My stomach turns to soft Jell-O as I catch a glimpse of earth’s highest peaks through the cloud cover. I quickly take a photo from my window seat hoping it doesn’t disappear just yet. The clouds are fluid this February morning. A soft voice on the PA announces our descent into Paro Airport. The pilot maneuvers the Airbus along a deep, narrow valley, banking crazily near precipices close enough to touch. I hold my breath. The landing strip is nowhere in sight.
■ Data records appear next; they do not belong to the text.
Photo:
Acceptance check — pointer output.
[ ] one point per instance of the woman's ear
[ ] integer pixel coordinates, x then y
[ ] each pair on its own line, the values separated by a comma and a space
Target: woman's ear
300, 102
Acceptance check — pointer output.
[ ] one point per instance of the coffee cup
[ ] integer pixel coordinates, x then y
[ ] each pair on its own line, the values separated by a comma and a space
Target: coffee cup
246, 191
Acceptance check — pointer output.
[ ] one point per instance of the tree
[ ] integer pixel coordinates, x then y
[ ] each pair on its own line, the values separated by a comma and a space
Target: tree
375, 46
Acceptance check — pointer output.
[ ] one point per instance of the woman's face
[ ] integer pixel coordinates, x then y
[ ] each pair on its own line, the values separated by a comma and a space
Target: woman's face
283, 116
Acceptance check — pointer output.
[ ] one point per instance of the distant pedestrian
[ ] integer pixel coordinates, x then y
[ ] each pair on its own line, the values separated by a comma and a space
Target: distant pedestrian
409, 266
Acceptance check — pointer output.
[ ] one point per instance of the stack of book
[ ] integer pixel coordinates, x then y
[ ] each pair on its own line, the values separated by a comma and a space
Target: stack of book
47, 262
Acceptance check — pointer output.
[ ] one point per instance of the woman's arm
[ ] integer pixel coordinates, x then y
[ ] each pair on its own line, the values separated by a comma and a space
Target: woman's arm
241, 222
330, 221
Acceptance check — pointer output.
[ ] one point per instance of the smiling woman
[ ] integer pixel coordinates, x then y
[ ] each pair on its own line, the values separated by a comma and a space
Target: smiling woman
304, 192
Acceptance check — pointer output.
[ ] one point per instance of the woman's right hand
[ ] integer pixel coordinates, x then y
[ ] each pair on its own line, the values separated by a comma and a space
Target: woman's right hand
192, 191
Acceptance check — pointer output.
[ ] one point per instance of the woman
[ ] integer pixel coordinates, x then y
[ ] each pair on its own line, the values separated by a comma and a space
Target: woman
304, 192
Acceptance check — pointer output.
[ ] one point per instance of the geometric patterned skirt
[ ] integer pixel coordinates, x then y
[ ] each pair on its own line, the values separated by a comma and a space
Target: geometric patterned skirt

Suddenly, the airport appears, much to my relief, and the plane lands gently on the tarmac. I espy from the window a red carpet quickly rolled out, and a frail, elderly lady with cooing attendants is escorted from the aircraft. There is much bowing and affectionate hugging by the welcoming assemblage. Someone onboard whispers “the Queen Mother” with deep reverence. The royal posse is hurriedly whisked away while the rest of us commoners disembark from the Drukair jet – the only international airline operating in the country. We are in the Kingdom of Bhutan, where Gross National Happiness supersedes GNP; where the monarchy is benevolent and enlightened; where cigarettes are illegal; where murder is unheard of and no one smashes a bug because it could be their grandmother; where all produce is organic; and where there is a heavy tariff on tourists to keep riffraff out.

Welcome to Shangri-La.

After landing formalities, we are off to Thimphu, the nation’s capital. Along the way, we stop at an extraordinary structure, a suspended iron chain bridge built by a 14th century Tibetan saint. Uncertain of its strength, we gingerly step on the ancient bridge festooned with colorful prayer flags. It sways with each of step. I avert my eyes from the raging river below. Crossing the bridge is clearly not for anyone
with acrophobia.

It is nearly twilight in frigid Thimphu and there is much to see and do. We pay our respects at a small temple. A young nun shows us how to offer gifts to Buddha and demonstrates the fine art of Tibetan long horn blowing. We go take a look at Bhutan’s national animal, a weird moose-gnu-goat creature called the takin. We stroll through the darkened streets, and from a promontory, we are shown the city’s great fortress monastery, the Thimphu Dzong. We then have a Bhutanese dinner of ema datshi, an intensely spicy yak cheese stew poured over everything, giving sparkle to otherwise bland fare. Our first night is filled with amazement at the strange sights and sounds of this magical Himalayan city.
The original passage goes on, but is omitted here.